Em 1845 o psiquiatra austríaco Ernest von Feuchtersleben criou o termo psicose para substituir loucura e definir os doentes da alma numa perspectiva psiquiátrica. Em 1894 Freud o retomou para designar um distúrbio entre o eu e o mundo externo com reconstrução inconsciente de uma realidade delirante ou alucinatória na qual o sujeito fica unicamente voltado para si mesmo, narcísico, sem capacidade para perceber a realidade e alteridade (eu e não eu). Psicose é um conceito de ampla abrangência nas doenças mentais.
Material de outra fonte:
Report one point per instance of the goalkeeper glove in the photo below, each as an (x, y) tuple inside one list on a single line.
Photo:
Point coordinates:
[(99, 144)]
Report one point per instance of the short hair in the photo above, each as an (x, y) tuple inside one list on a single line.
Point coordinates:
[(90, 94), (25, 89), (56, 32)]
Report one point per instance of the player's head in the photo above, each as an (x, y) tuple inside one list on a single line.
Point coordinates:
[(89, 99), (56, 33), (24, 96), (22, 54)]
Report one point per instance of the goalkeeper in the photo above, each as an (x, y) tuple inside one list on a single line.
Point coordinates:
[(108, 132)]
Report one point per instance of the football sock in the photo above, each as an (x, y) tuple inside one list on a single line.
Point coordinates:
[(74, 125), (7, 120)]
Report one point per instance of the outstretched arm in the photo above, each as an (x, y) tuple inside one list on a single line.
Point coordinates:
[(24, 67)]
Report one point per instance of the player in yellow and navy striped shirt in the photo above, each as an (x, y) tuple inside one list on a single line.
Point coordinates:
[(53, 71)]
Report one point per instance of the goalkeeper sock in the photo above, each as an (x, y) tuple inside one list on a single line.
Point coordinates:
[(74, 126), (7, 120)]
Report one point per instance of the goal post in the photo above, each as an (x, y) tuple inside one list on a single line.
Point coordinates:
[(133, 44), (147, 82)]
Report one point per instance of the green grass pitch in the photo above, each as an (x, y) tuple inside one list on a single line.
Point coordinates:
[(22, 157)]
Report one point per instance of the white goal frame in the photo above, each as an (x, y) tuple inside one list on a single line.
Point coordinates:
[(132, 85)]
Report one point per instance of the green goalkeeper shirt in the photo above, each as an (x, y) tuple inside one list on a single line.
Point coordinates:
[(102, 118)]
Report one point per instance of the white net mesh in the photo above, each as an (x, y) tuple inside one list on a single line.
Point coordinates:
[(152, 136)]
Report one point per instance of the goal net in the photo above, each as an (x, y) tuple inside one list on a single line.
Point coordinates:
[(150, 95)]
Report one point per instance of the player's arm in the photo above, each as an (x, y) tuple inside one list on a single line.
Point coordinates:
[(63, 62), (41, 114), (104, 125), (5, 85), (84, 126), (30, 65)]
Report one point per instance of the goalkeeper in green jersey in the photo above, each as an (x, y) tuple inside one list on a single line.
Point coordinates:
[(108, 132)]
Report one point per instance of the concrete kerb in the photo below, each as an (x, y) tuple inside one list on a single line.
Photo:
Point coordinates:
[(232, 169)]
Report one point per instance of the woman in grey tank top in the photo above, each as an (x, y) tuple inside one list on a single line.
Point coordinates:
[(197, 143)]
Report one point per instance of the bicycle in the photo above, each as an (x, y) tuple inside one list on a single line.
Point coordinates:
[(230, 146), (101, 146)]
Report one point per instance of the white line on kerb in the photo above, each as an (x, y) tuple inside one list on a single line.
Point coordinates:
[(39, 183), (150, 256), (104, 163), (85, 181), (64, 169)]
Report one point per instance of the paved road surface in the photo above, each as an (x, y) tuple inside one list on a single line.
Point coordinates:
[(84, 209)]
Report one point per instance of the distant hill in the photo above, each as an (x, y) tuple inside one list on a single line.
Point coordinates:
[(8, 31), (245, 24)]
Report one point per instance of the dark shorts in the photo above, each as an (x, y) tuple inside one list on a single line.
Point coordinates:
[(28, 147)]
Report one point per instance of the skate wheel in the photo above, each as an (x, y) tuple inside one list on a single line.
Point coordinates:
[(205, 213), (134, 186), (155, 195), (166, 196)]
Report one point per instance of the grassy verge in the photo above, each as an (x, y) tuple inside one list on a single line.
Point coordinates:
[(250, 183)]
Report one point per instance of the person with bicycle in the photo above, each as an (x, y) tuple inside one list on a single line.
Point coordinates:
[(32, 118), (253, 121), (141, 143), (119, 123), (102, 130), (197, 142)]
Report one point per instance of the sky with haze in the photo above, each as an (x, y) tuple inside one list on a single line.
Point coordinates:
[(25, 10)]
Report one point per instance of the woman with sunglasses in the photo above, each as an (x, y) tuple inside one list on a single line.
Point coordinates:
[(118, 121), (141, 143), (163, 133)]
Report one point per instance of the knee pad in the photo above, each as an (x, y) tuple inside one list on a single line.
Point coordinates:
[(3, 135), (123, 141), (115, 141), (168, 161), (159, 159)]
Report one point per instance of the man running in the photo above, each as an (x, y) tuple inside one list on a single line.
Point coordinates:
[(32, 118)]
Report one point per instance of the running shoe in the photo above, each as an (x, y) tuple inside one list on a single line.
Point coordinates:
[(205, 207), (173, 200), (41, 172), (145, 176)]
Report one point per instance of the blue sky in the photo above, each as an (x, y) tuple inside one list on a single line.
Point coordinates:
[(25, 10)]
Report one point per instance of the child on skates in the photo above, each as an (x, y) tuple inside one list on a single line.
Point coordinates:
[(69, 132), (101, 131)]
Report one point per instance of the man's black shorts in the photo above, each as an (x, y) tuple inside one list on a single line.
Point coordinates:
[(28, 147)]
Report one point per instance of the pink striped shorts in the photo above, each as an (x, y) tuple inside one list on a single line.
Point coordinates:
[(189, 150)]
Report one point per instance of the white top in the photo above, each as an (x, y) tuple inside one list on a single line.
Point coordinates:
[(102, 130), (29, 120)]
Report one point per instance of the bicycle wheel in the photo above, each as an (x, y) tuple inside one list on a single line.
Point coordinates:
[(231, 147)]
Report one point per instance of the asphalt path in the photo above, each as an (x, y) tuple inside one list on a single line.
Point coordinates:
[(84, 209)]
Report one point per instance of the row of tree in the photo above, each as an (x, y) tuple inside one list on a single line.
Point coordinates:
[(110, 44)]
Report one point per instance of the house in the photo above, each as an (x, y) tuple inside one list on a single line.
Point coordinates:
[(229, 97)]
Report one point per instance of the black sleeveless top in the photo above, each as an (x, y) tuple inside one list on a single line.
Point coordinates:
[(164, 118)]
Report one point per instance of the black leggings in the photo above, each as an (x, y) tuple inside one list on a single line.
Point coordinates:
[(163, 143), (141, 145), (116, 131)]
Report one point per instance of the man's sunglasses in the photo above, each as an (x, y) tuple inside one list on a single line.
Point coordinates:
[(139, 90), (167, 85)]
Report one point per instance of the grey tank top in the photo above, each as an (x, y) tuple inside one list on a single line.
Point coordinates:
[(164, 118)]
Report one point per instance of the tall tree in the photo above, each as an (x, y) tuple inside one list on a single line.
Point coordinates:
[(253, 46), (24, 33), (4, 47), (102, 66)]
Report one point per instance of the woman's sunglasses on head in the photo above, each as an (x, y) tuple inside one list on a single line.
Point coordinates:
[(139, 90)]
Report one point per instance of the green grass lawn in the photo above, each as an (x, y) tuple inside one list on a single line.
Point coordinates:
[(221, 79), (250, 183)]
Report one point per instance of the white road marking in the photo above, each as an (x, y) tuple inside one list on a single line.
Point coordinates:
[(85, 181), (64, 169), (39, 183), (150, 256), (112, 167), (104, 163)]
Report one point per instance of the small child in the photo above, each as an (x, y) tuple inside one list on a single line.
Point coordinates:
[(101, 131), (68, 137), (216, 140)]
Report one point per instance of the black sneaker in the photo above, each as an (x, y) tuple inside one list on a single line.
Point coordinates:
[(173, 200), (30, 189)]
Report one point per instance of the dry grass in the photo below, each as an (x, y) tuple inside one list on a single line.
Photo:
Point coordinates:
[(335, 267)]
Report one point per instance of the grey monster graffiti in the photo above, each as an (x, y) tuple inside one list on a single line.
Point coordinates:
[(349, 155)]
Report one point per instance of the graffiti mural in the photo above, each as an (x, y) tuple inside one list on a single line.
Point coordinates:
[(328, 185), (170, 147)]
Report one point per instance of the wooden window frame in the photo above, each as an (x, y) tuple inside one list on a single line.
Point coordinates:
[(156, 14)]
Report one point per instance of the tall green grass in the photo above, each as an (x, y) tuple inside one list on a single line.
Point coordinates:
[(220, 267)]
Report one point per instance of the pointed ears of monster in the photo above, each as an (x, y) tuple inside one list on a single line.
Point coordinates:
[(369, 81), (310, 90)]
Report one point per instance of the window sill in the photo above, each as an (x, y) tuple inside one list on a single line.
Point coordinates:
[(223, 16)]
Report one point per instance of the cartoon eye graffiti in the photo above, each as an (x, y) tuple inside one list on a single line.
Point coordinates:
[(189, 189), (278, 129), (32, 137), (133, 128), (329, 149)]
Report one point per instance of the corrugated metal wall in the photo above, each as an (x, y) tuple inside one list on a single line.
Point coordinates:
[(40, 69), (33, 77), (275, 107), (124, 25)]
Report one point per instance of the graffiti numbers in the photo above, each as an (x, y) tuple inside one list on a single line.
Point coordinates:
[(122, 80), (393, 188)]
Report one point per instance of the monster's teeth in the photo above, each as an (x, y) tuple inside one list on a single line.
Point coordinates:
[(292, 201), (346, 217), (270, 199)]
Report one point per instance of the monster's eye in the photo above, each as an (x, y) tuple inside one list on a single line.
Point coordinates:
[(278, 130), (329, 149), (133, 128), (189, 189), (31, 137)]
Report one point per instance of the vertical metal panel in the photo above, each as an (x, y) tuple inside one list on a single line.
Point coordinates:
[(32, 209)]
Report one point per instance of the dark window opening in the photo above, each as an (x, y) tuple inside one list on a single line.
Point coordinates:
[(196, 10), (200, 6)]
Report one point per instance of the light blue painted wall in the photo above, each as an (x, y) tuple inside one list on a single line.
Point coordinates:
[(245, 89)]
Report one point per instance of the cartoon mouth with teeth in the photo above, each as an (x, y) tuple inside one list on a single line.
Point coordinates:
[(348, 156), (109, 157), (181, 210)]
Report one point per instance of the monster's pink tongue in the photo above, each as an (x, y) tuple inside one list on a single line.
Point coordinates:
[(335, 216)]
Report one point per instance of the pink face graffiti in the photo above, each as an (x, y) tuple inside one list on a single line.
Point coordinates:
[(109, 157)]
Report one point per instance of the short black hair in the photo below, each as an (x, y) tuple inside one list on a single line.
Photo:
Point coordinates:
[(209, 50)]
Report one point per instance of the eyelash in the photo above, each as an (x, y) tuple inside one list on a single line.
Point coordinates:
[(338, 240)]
Possui três grandes formas de apresentação: esquizofrenia; psicose maníaca depressiva e paranoia, sendo esta adotada por Freud como modelo para psicose, patologia com determinismo orgânico que produz alterações profundas e irreversíveis no eu.  Os sintomas variam em grau e gravidade. Principais manifestações: perturbação na capacidade para pensar, se comunicar e relacionar, alienação, diminuição ou ausência de juízo crítico, perda da razão e do contato com a realidade a qual é cindida (ruptura) e ou projetada ocasionando séria instabilidade no eu e no senso de identidade. Os delírios e alucinações são defesas para tentar restaurar o vínculo perdido na cisão e projeção. Predomina o princípio do prazer versus princípio da realidade. Diminui a curiosidade e capacidade para aprender, provocando falhas na cognição e formação de símbolos. Os principais afetos projetados, ódio, inveja, impotência e violência, atacam o vínculo com o outro, transformam amor em sadismo. Predominam sentimentos persecutórios e destrutivos que provocam extrema angústia e constante temor de aniquilamento.